An interarm BP difference is also sometimes found in patients with CKD. Moreover, this difference is associated with increased all-cause mortality in this population (9). The importance of a BP difference between arms is already recognized (1–4). However, measurement of BP in the arm with blood access is inappropriate in hemodialysis patients. The hypotheses that an association exists between an interleg BP difference and that peripheral vascular disease and an interleg BP difference is a useful predictor for overall and cardiovascular mortality in hemodialysis patients have not been examined. Accordingly, in this study, we investigated the relationship between an interleg BP difference and peripheral vascular disease in hemodialysis patients. Furthermore, we also examined whether an interleg BP difference could predict overall and cardiovascular mortality in such patients.
Materials and Methods
Study Patients and Design
This study was conducted at one dialysis clinic in a regional hospital in Taiwan. All routine hemodialysis patients in this hospital were included except 6 patients refusing ankle-brachial index (ABI)–form device examinations, 4 patients with atrial fibrillation, 2 patients with bilateral below-knee amputation, and 13 patients with inadequate image visualization. Ultimately, we enrolled 210 patients (93 males and 117 females) from December 2006 to January 2007 and followed up until transfer, death, or March 2012. During the period of follow-up, 35 patients transferred to other hospitals. There was no significant difference in comorbidities, laboratory data, and medications between transfer and nontransfer patients except higher mean arterial pressure and shorter follow-up period in transfer patients. The protocol was approved by our institutional review board and all enrolled patients gave written informed consent.
Hemodialysis
All patients underwent routine hemodialysis three times a week using a Toray 321 machine (Toray Medical Company, Tokyo, Japan). Each hemodialysis session was performed for 3–4 hours using a dialyzer with a blood flow rate of 250–300 ml/min and dialysate flow of 500 ml/min.

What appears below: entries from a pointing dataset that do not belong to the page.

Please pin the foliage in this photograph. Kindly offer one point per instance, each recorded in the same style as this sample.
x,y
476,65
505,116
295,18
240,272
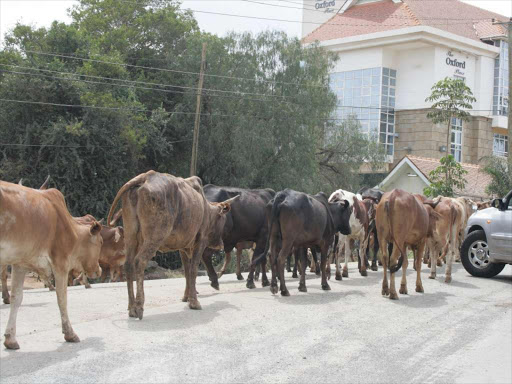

Assessment of ABI and Brachial-Ankle Pulse Wave Velocity
The values of ABI and brachial-ankle pulse wave velocity (PWV) were measured 10–30 minutes before hemodialysis. The ABI and brachial-ankle PWV were measured using an ABI-form device, which automatically and simultaneously measured BPs in both arms and ankles using an oscillometric method (10–16). Occlusion and monitoring cuffs were placed tightly around the upper arm without blood access and both sides of the lower extremities in the supine position. ABI was calculated by the ratio of the ankle systolic BP (SBP) divided by the arm SBP and the lower value of the ankle SBP was used for the calculation. For measuring brachial-ankle PWV, pulse waves obtained from the brachial and tibial arteries were recorded simultaneously and the transmission time, which was defined as the time interval between the initial increase in brachial and tibial waveforms, was determined. The transmission distance from the arm to each ankle was calculated according to body height. The brachial-ankle PWV value was automatically computed as the transmission distance divided by the transmission time. After obtaining bilateral brachial-ankle PWV values, the higher one was used for later analysis. The ABI and brachial-ankle PWV measurements were done once in each patient. Because the ABI and brachial-ankle PWV were noninvasive and reliable diagnostic tools for peripheral vascular disease (11,13), patients with ABI <0.9 or increased brachial-ankle PWV were considered to have peripheral vascular disease in this study.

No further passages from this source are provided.